Too often, solutions are built from the outside in. Corporations run accessibility campaigns that don’t consult the people they aim to serve. Tech companies design “inclusive” tools without ever talking to someone who actually uses a screen reader or relies on adaptive hardware. The result? Missed needs. Broken features. Lip service instead of real progress.
But what if we flipped that model? What if we handed the keys to the people with lived experience, and gave them the resources, capital, and platform to build for their own communities?

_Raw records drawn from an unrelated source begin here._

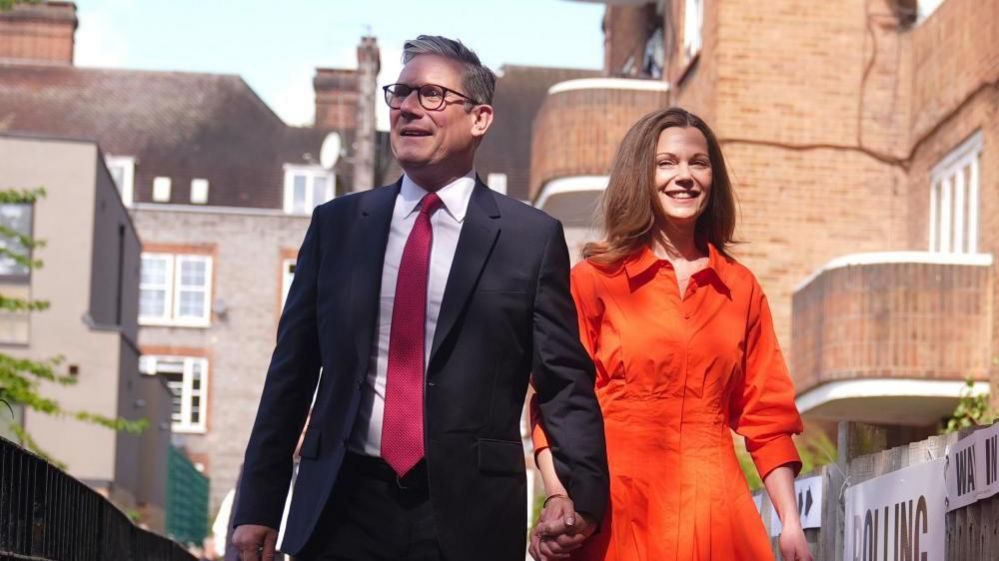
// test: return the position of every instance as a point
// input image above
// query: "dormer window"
(306, 187)
(122, 169)
(161, 189)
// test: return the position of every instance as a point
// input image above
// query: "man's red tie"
(402, 425)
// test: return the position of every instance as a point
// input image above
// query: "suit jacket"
(506, 313)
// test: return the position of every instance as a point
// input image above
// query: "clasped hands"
(560, 529)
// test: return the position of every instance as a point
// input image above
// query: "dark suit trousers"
(373, 516)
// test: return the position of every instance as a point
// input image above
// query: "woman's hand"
(560, 530)
(792, 543)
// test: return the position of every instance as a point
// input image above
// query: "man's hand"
(255, 543)
(559, 531)
(792, 543)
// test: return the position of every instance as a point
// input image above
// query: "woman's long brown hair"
(633, 215)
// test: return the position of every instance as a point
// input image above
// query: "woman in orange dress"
(684, 348)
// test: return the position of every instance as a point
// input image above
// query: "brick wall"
(893, 320)
(248, 252)
(577, 132)
(38, 33)
(626, 31)
(831, 116)
(337, 93)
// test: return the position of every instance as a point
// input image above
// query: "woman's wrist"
(553, 496)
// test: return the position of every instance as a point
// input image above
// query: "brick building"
(220, 191)
(90, 279)
(863, 141)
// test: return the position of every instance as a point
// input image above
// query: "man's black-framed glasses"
(432, 97)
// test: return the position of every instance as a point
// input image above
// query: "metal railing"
(47, 515)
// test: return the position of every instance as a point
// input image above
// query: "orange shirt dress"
(674, 374)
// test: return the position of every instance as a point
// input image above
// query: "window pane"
(16, 217)
(299, 194)
(192, 273)
(152, 302)
(319, 186)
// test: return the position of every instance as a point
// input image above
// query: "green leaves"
(971, 410)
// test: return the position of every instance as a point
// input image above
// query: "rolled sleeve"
(763, 408)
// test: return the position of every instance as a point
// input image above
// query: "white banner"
(900, 515)
(809, 494)
(972, 468)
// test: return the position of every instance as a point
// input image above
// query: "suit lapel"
(475, 243)
(369, 235)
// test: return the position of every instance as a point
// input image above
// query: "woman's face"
(683, 175)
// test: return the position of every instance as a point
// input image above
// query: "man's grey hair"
(479, 82)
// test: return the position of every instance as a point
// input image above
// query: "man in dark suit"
(428, 304)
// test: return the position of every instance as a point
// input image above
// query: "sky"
(275, 45)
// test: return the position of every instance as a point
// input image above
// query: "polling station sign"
(971, 469)
(899, 515)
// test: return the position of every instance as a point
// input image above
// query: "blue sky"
(275, 45)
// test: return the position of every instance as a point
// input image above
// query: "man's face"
(443, 138)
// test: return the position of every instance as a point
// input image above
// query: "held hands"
(255, 543)
(560, 530)
(792, 543)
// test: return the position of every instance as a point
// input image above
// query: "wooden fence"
(46, 515)
(972, 532)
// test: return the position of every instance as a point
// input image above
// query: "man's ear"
(482, 118)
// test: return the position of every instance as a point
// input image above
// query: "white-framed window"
(497, 182)
(161, 189)
(187, 378)
(955, 186)
(199, 191)
(122, 170)
(926, 8)
(306, 187)
(693, 23)
(287, 275)
(175, 290)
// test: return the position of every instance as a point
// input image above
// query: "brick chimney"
(38, 33)
(336, 98)
(368, 65)
(626, 29)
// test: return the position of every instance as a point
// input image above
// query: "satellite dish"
(330, 151)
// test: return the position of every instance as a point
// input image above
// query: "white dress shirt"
(446, 222)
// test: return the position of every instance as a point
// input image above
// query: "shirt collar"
(454, 196)
(644, 259)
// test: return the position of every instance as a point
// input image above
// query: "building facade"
(90, 279)
(220, 191)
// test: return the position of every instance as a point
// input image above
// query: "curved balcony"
(890, 337)
(576, 134)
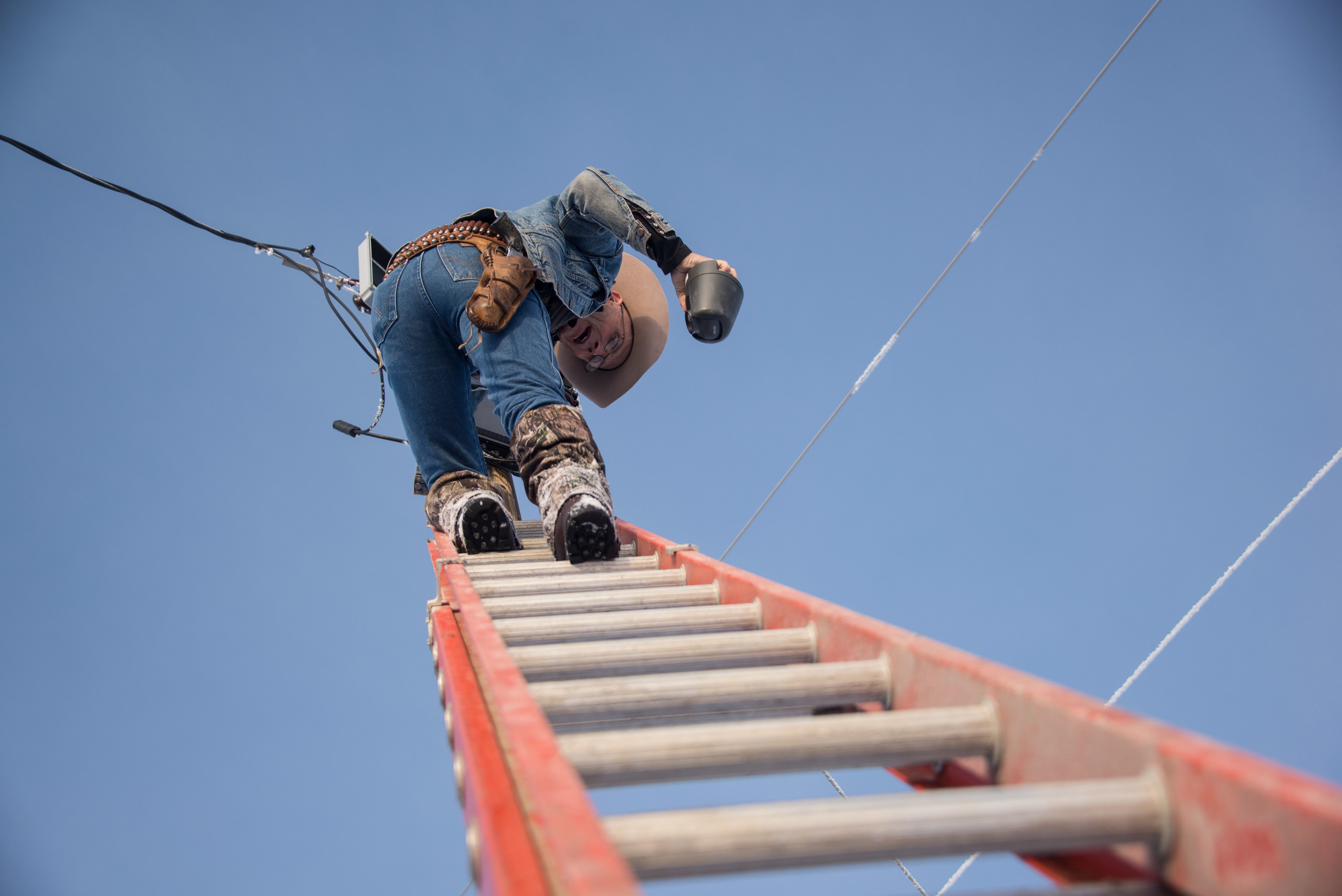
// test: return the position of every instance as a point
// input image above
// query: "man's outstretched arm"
(602, 199)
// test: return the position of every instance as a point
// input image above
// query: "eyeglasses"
(611, 345)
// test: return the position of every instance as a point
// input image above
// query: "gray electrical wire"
(973, 236)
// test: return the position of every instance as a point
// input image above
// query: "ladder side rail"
(578, 857)
(504, 860)
(1243, 825)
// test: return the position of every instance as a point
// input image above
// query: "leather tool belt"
(506, 278)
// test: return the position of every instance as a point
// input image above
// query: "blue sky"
(211, 636)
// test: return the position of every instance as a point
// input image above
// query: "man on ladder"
(527, 300)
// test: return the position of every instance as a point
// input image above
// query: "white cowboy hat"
(647, 305)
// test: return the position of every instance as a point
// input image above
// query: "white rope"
(973, 236)
(1222, 581)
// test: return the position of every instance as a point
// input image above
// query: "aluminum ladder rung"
(836, 741)
(629, 624)
(556, 568)
(527, 556)
(822, 684)
(677, 720)
(670, 654)
(591, 582)
(631, 599)
(529, 528)
(1024, 819)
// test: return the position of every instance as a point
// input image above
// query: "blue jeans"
(431, 351)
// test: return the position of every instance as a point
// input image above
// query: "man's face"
(588, 337)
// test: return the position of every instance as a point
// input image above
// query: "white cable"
(908, 873)
(1222, 581)
(973, 236)
(960, 871)
(1188, 616)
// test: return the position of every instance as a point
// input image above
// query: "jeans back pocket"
(462, 262)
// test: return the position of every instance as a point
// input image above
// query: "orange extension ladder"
(669, 666)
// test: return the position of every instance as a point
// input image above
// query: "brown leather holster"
(504, 285)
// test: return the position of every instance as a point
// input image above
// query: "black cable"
(234, 238)
(309, 252)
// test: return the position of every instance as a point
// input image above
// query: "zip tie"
(881, 356)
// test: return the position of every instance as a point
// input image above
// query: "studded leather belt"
(473, 232)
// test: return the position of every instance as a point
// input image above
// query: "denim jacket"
(573, 239)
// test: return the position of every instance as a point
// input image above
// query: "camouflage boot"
(471, 513)
(565, 477)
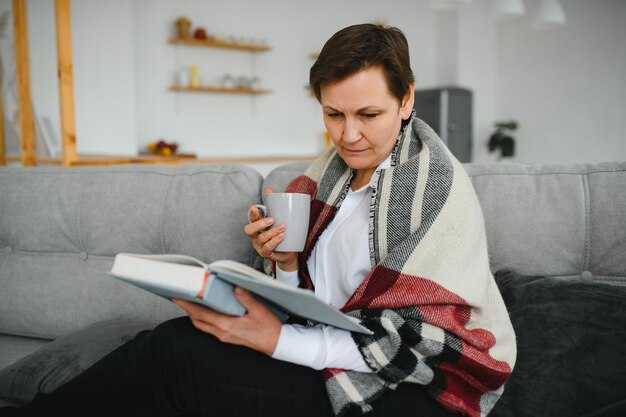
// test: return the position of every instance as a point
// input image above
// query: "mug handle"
(262, 210)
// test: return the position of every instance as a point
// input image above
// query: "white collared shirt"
(338, 264)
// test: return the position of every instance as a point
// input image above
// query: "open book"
(188, 278)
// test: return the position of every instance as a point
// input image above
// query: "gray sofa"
(60, 228)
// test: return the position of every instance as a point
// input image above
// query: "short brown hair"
(359, 47)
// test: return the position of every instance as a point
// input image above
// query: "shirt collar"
(383, 165)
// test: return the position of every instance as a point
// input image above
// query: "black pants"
(176, 370)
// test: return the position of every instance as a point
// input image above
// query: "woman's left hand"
(258, 329)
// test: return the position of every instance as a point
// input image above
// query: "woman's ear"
(406, 107)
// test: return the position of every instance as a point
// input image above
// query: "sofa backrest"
(60, 229)
(554, 220)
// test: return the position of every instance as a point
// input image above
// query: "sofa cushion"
(64, 226)
(59, 361)
(571, 337)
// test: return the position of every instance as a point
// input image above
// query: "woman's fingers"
(253, 229)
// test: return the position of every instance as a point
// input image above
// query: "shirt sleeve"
(290, 278)
(319, 347)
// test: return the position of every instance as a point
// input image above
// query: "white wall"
(104, 76)
(566, 87)
(287, 121)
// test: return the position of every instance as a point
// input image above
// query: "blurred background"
(532, 81)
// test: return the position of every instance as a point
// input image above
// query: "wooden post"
(22, 63)
(3, 149)
(69, 154)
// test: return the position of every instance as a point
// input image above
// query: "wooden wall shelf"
(213, 43)
(183, 159)
(218, 90)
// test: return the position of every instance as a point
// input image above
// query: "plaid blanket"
(430, 299)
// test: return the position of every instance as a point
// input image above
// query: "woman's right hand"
(265, 239)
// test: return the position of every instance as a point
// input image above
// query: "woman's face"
(363, 118)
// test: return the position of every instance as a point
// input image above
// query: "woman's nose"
(352, 131)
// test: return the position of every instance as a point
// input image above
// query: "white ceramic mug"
(292, 210)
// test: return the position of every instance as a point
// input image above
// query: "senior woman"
(396, 239)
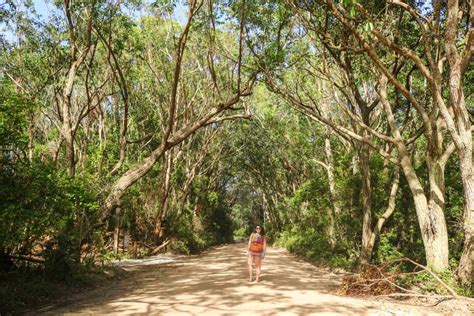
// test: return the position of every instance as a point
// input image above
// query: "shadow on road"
(216, 284)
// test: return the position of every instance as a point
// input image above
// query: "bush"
(45, 214)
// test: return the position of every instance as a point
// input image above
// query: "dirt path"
(216, 284)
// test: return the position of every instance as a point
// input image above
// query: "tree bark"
(431, 220)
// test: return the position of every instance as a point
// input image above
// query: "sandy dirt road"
(216, 283)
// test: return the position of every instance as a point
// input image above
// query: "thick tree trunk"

“The best person to solve a problem is the one living it.” - Gregory Shepard
Let’s be honest: no accelerator in Silicon Valley can teach someone what it’s like to navigate a subway in a wheelchair. No product manager in a glass office can simulate the experience of being non-verbal in a verbal world. These aren’t theoretical challenges; they’re lived realities. And that makes disabled founders not just important voices, but essential leaders.
Startup Science believes that innovation doesn’t come from privilege; it comes from perspective. From necessity. From insight born of experience. And when it comes to designing solutions that truly work for disabled individuals, nobody is more qualified than disabled entrepreneurs themselves.
According to the World Health Organization, over 1.3 billion people, 16% of the global population, live with some form of disability. Yet disabled founders remain vastly underrepresented in the startup ecosystem. Funding is nearly nonexistent. Accessibility tools are still treated like “add-ons.” And very few startup programs even ask whether their systems work for people with disabilities.
This isn’t just a diversity gap. It’s a missed opportunity for better companies, better products, and a more inclusive future.
Startups led by disabled founders already exist, and they’re creating real change:
Ava — a real-time transcription app co-created by a deaf entrepreneur
Be My Eyes — a visual assistance platform powered by volunteers, used by over 250,000 blind individuals
Neuralink — while controversial, is exploring direct brain-computer interfaces, with deep implications for mobility impairments
But we need thousands more. And we need an ecosystem that’s ready to support them, not just with good intentions, but with real infrastructure.
That’s where Startup Science comes in. We’re building the rails for an ecosystem where disabled founders don’t just participate, they lead. Where building for your own community isn’t a rare exception, it’s the norm.“
Disability is not a deficit. It’s an insight waiting to be scaled.” - Gregory Shepard
We provide the tools, curriculum, capital access, and marketplace needed to help overlooked founders build real companies, solve real problems, and create real value.
Because who else is going to solve the challenges these communities face, if not the people living in them every day?
It’s time we stopped asking permission from the center, and started empowering the edges. That’s where innovation has always come from. That’s where it’s going next.